With few exceptions modern theories of cosmology have come to be variations on the homogeneous, isotropic models of general relativity. Other theories are usually referred to as ‘unorthodox,’ probably as a warning to students against heresy. When inhomogeneities [NB: theories that can lead to an Earth‐ centered universe] are considered (if at all), they are treated as unimportant fluctuations amenable to first‐order variational treatment....But if nature refuses to cooperate, or for a time remains silent, there is a serious danger that the constant repetition of what is in truth merely a set of a priori assumptions (however rational, plausible, or otherwise commendable) will in time become accepted dogma that the unwary may uncritically accept as established fact or as an unescapable logical requirement. There is also the danger inherent in all established dogmas that the surfacing of contrary opinion and evidence will be resisted in every way. 11

With few exceptions, modern theories of cosmology have come to be variations on the homogeneous, isotropic models of general relativity. Other theories are usually referred to as ‘unorthodox,’ probably as a warning to students against heresy. When inhomogeneities [read: theories that can lead to 
an Earth‐centered universe] are considered (if at all), they are treated as unimportant fluctuations amenable to first‐order variational treatment.12


Palm: [NB: One could add that the new geocentrists regularly feel perfectly free to make up ad hoc "explanations" for various phenomena, modify their position at will (e.g. their "explanation" for stellar parallax), and pull "evidence" for their position out of thin air.]
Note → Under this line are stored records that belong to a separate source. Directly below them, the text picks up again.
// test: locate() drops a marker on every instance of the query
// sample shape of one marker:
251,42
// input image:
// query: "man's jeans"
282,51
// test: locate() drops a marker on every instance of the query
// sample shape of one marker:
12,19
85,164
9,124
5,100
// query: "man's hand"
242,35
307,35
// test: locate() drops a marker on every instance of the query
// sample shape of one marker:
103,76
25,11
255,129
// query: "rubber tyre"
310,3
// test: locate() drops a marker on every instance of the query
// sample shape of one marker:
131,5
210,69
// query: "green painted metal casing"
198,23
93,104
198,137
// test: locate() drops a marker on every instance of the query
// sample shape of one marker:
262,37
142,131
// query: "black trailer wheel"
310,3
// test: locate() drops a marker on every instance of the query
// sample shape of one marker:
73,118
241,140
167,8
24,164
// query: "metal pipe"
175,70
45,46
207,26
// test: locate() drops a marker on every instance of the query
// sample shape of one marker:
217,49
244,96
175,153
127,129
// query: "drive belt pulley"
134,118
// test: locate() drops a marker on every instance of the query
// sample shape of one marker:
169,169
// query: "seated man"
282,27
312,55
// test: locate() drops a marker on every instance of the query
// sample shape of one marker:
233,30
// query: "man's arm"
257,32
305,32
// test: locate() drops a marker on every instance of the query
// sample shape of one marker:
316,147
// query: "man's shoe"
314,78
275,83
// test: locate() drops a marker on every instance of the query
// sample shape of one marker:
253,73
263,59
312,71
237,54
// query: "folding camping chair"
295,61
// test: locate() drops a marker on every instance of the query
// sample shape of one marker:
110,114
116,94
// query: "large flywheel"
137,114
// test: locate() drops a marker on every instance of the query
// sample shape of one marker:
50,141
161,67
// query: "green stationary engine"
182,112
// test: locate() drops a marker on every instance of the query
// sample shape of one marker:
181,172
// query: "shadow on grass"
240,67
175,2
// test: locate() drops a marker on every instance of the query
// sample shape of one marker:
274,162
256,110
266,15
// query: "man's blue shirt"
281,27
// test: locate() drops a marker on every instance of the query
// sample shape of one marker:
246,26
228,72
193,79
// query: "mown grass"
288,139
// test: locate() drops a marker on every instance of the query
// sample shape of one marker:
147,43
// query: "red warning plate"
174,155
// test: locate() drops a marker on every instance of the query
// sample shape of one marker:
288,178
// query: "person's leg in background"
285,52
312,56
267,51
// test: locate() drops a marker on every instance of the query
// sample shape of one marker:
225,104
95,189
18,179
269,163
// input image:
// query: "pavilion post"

R. Sungenis: Not quite. The first one to “make up ad hoc explanations for various phenomena” was Copernicus himself. He couldn’t get his model to work correctly, so he began to add the same epicycles to his model that he had criticized in Ptolemy’s model! In the end, Copernicus ended up with more epicycles than Ptolemy! Tell me where you’ve read that in your teenager’s high school science book. You haven’t, because it is a most well‐kept secret. (Of course, Palm would now accuse me of starting a “conspiracy theory”).



As for stellar parallax, we simply use the already agreed‐upon distance between the Sun and the Earth to answer parallax, aberration, the seasons, and the CMB dipole anisotropy. Unlike Big Bang cosmology, we aren’t inventing anything. The distance between the Sun and the Earth is already there. The question becomes: how are we going to use it? That is a far cry from inventing such things as inflation, dark energy, dark matter, and a speed of light and mass that sometimes is confined to c and at other times can exceed c.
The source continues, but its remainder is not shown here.